Virginia Health Quality Center
- Industry: Health care
- Founded: 1984; 42 years ago
- Number of employees: 60
- Website: vhqc.org

= Virginia Health Quality Center =

Virginia Health Quality Center (VHQC) was an independent, not-for-profit corporation that primarily focused on health care quality assessment services. Their role was to assess the needs, implement improvements, and evaluate results as it related to how medical care is delivered by health care providers within a targeted geographic area. The VHQC's clients included federal and state agencies, health care providers, managed care organizations, and commercial health insurers in Virginia and throughout the United States.
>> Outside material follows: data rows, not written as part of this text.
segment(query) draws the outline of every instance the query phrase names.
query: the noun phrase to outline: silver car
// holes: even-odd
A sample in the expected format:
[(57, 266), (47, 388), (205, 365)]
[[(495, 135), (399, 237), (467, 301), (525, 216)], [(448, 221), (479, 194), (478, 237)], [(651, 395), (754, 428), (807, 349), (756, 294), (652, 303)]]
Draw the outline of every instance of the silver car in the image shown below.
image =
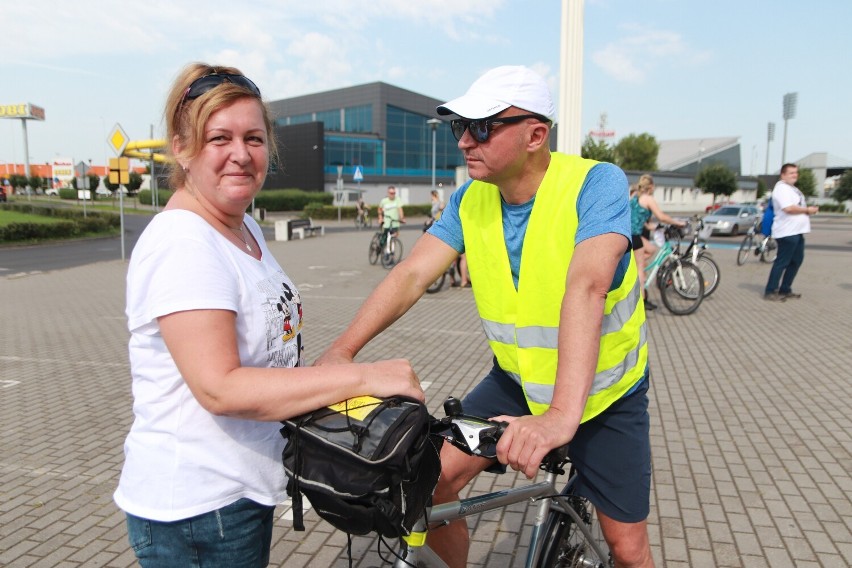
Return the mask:
[(748, 231), (759, 215), (755, 205), (725, 205), (704, 217), (704, 226), (714, 235), (737, 236)]

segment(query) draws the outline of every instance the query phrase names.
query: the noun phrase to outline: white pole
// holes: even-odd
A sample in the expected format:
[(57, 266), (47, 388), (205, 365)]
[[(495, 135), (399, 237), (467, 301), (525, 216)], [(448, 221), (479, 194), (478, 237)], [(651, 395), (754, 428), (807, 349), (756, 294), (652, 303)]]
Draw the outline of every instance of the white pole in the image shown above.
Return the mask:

As the Medicare-contracted Quality Improvement Organization for Virginia, they worked under the guidance of the Centers for Medicare and Medicaid Services (CMS), an agency of the United States Department of Health and Human Services.

==Description==
Established in 1984, VHQC is a 501(c)(3) not-for-profit corporation with clients in both the public and private sectors. The VHQC has more than 60 employees, including physicians, nurses, biostatisticians, health educators and public relations professionals. It was the recipient of the 2002 United States Senate Productivity and Quality Award Plaque for Progress in Performance Excellence, the highest level award bestowed on an organization in Virginia during 2002.

The VHQC serves as the federally designated quality improvement organization for Virginia, and is one of the many Quality improvement organizations (QIOs) throughout the nation. The VHQC has held the CMS contract to provide quality improvement and Medicare beneficiary outreach services in Virginia since 1984. The VHQC partners with Virginia's health care community to improve patient care for Virginia's 913,886 Medicare beneficiaries in all health care settings, including hospitals, physician offices, nursing homes and home health agencies. The VHQC serves as an advocate for Virginia's Medicare beneficiaries, providing education and handling complaints.

The VHQC provides quality improvement assistance to Virginia's acute care hospitals and more than 700 physicians in a number of clinical topics such as heart failure, pneumonia, stroke, breast cancer and diabetes. In addition, the VHQC conducts many local and national projects that employ quality improvement techniques for at-risk populations.